Today she started off with 'I was advised,' and gone was the banging of the table and the absolutely categorical statement that thousands of millions will be created. We heard today that there 'can be'—she used the words 'can be'—jobs on offer from China. So gone was 'will be' and it was 'can be' today—and today it was based on 'sound modelling'. But we of course did not get any reference to the sound monitoring, and I am just wondering if, when she said that today, she meant the sound modelling she was referring to yesterday—and she has just stood up and corrected the record on that. So perhaps tomorrow she will come in and correct the record once again on whatever the sound modelling was that she was relying on today that, according to Senator Cash, says that thousands of jobs will be created. What are we to believe? No longer is it categorical. No longer is it absolutely determined. We hear words like she was 'advised' and many jobs 'can be' created and 'sound modelling', and at the end of question time, oopsy daisy, she corrects the record and the term is now back to 'many thousands of jobs'.

Last night, in relation to the Fair Work Bill, Senator Cameron asked time and time again, 'Where's the proof; where's the evidence?' According to what she says, Senator Cash likes to have an evidence based framework. She is on the public record as saying that. Senator Cameron asked, 'Where is the evidence that greenfields negotiations are being dragged out for longer than six months?' I think Senator Cameron asked that three or four times—certainly in the time that I was in the chamber. Senator Cash's response was that that was what employers had told her. So, again, we get Senator Cash relying on this 'sound evidence' and then not being able to produce the sound evidence or the sound modelling and then we get the backtracking and correcting of the record. That is all that we are hearing from Senator Cash in her new position as Minister for Employment.

Today Senator Bullock asked her directly whether the government was going to cut penalty rates, and Senator Cash said a number of times, 'Penalty rates are determined by the Fair Work Commission.' But just a couple of weeks ago, on 30 September, she said that 'any proposal by the government to reduce Sunday penalty rates will be taken to the next election'. So what are we to believe? She stands in here today and says, 'No, that is the job of the Fair Work Commission,' and a couple of weeks ago she said, 'Well, if we are going to cut penalty rates'—which is all they have been talking about—'we will do that at the next election; we will take a package to the next election.'

So what are we to believe?
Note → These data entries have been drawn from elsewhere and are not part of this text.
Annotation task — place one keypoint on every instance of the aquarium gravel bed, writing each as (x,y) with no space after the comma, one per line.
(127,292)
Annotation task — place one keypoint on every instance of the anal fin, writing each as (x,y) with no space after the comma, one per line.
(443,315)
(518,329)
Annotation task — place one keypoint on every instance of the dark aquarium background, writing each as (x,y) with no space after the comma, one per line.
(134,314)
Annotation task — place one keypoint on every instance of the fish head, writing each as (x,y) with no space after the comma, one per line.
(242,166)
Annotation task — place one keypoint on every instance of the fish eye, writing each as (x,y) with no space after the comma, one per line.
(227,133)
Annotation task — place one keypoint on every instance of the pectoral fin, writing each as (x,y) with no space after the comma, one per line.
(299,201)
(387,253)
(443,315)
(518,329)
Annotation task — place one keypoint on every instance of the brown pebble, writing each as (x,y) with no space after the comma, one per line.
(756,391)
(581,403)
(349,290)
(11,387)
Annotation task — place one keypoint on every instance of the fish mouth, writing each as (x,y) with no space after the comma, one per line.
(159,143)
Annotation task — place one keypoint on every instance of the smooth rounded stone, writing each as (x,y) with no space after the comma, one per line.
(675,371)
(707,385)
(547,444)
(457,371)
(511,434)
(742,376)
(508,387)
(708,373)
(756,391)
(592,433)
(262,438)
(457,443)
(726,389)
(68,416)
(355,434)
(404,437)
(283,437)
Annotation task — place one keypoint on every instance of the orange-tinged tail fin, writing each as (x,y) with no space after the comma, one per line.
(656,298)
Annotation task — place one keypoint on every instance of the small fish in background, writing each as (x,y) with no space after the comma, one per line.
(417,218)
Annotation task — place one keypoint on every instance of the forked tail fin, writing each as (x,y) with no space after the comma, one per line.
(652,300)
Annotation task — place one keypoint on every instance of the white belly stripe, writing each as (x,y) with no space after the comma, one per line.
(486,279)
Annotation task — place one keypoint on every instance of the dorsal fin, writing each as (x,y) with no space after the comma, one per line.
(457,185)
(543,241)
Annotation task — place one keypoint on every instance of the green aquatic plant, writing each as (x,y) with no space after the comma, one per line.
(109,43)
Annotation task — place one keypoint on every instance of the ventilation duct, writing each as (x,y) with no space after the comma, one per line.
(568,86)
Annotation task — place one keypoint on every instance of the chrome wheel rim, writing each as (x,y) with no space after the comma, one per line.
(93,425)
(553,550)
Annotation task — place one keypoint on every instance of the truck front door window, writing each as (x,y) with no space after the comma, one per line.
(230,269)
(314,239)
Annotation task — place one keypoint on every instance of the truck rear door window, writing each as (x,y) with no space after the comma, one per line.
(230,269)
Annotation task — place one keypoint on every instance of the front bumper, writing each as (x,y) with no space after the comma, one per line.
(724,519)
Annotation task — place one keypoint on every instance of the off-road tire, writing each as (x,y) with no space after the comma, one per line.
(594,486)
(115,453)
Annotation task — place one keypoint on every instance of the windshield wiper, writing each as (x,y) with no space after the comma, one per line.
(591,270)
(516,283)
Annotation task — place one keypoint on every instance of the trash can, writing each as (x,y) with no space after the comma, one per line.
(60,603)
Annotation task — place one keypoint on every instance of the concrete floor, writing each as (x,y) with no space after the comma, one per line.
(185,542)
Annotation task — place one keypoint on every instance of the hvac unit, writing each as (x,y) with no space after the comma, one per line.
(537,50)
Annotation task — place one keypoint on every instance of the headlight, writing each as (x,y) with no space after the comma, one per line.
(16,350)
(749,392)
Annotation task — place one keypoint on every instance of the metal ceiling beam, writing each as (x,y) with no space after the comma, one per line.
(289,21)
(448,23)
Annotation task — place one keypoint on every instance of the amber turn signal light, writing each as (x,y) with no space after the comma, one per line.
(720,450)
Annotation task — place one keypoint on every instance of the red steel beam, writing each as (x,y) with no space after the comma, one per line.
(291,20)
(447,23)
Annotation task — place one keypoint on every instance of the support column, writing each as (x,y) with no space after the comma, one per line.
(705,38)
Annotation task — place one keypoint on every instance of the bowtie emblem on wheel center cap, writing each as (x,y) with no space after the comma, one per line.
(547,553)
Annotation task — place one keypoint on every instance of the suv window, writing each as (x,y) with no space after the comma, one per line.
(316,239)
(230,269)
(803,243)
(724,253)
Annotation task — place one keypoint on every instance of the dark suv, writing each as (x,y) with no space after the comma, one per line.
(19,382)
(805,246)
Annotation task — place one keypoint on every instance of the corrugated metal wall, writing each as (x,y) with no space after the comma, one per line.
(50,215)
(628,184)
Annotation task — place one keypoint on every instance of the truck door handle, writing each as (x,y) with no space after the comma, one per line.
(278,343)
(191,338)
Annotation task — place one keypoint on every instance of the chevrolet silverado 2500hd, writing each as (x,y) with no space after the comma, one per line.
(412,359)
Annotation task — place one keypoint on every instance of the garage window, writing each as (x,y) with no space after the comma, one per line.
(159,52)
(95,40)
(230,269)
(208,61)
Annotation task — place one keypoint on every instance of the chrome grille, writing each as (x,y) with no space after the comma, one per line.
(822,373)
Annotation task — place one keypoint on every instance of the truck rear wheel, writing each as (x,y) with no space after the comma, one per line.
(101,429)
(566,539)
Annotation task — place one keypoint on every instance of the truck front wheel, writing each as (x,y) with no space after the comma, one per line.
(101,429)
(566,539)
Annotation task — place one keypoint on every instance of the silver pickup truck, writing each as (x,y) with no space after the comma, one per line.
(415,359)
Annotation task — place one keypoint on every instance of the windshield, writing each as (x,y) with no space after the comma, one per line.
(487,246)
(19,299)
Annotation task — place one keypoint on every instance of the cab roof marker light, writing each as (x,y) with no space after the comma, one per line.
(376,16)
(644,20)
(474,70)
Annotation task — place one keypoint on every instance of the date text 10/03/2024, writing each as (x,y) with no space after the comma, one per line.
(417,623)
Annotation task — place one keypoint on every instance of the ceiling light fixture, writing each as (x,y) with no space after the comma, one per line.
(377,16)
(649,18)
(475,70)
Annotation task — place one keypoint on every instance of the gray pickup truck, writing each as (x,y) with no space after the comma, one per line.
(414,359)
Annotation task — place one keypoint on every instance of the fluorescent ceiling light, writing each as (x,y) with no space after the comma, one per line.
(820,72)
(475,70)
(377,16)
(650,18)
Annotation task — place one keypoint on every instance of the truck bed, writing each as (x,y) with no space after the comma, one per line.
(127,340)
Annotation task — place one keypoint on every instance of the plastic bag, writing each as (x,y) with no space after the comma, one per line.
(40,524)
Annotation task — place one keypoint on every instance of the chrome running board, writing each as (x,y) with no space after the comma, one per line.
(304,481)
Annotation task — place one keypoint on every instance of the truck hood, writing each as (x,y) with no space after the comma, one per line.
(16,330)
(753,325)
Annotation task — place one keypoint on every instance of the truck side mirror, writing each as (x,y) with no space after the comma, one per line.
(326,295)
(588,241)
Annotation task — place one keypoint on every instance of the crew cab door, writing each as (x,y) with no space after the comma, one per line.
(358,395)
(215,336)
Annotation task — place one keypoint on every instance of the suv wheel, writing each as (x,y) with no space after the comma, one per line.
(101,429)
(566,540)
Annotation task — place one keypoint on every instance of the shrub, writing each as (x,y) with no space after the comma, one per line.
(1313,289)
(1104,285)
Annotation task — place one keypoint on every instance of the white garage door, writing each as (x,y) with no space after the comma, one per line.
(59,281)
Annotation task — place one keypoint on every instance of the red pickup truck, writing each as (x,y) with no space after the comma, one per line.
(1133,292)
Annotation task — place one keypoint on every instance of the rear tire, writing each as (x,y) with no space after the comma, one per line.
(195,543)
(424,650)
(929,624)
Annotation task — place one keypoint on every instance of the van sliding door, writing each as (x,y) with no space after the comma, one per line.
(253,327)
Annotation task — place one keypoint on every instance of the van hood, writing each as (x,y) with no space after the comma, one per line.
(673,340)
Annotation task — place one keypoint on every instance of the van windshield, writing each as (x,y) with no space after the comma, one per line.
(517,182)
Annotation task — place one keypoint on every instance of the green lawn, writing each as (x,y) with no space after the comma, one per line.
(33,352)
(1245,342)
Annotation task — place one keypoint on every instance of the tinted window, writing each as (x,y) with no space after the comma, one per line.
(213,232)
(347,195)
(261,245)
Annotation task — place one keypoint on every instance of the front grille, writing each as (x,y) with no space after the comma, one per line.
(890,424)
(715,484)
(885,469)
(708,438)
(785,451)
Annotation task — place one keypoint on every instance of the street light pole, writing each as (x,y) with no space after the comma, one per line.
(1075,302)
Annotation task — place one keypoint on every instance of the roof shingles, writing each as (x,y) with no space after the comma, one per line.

What is the truth here? The truth is that they do not have a clue. But they have a very clear mandate on cutting penalties. There has been enough said about it, particularly by Senator Cash. And she could try to backtrack and say that it is up to the Fair Work Commission at question time today, but in an interview on 30 September she said that the government would determine the package.

The other thing she likes to say is that somehow the Productivity Commission has come up with this idea to create a two-tiered Sunday penalty system all by itself. Well, who put the reference to the Productivity Commission? It was the poor old former Treasurer under the old management, Mr Hockey. So that link between the terms of reference and what the government wants to do in terms of penalty rates is very clearly established. There is no mystery here: the terms of reference given to the Productivity Commission give the Productivity Commission plenty of room to deliver the response right to them that the government can change penalty rates. That was very clearly demonstrated when on 30 September Senator Cash said in a radio interview, 'If we are going to cut penalty rates we will take it to the next election.'

She did not mention the Fair Work Commission in that interview, just like today when she had to correct the record on her modelling of yesterday. Let's see what tomorrow brings!